Mein Konto
    Schändung
    Kritik der FILMSTARTS-Redaktion
    3,0
    solide
    Schändung
    Von Lars-Christian Daniels

    Die Begeisterung der Leser von Jussi Adler-Olsen ist ungebrochen: Die Skandinavien-Krimis des Bestseller-Autors verkaufen sich wie geschnitten Brot. Mittlerweile gilt der Erfinder der erfolgreichen „Sonderdezernat Q“-Reihe sogar als erfolgreichster Autor seines Heimatlandes Dänemark überhaupt. Nachdem mit „Erbarmen“ bereits Teil Eins der beliebten Romanserie mit Vizekriminalkommissar Carl Mørck und seinem syrischen Partner Hafez el-Assad erfolgreich fürs Kino verfilmt wurde, war die Leinwandadaption des Nachfolgers „Schändung“ nur eine Frage der Zeit.
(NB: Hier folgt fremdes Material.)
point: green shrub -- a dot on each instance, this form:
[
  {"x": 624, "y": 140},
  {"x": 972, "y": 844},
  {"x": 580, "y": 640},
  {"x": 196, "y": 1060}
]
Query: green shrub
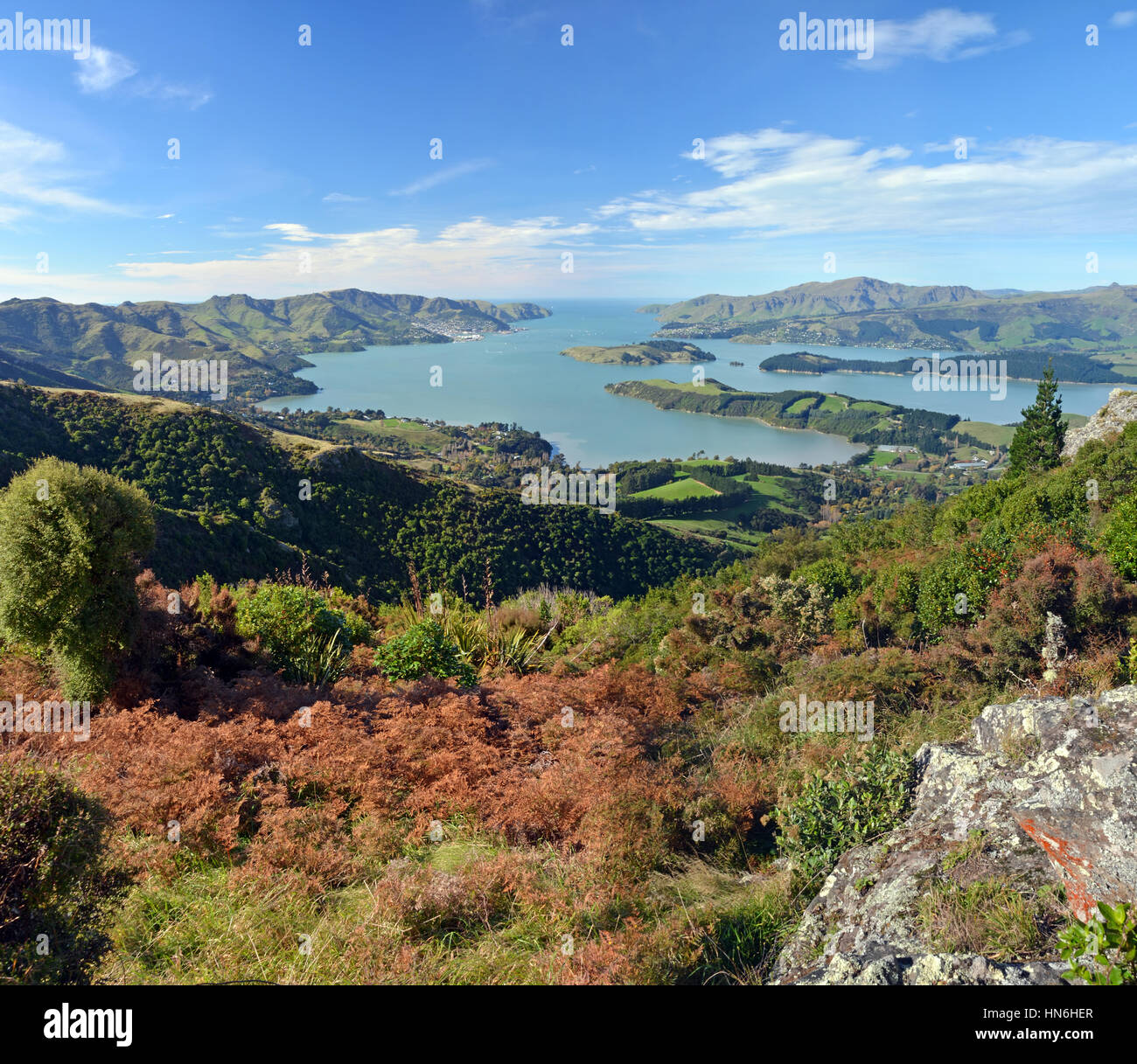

Regie führt erneut Mikkel Nørgaard, der zuletzt einige Folgen der erfolgreichen dänischen TV-Serie „Borgen – Gefährliche Seilschaften“ inszenierte. „Schändung“ ist wie schon der Vorgänger schnörkellose und atmosphärisch dichte Thriller-Kost, die Fans der Buchvorlage allerdings nicht auf ganzer Linie überzeugen dürfte.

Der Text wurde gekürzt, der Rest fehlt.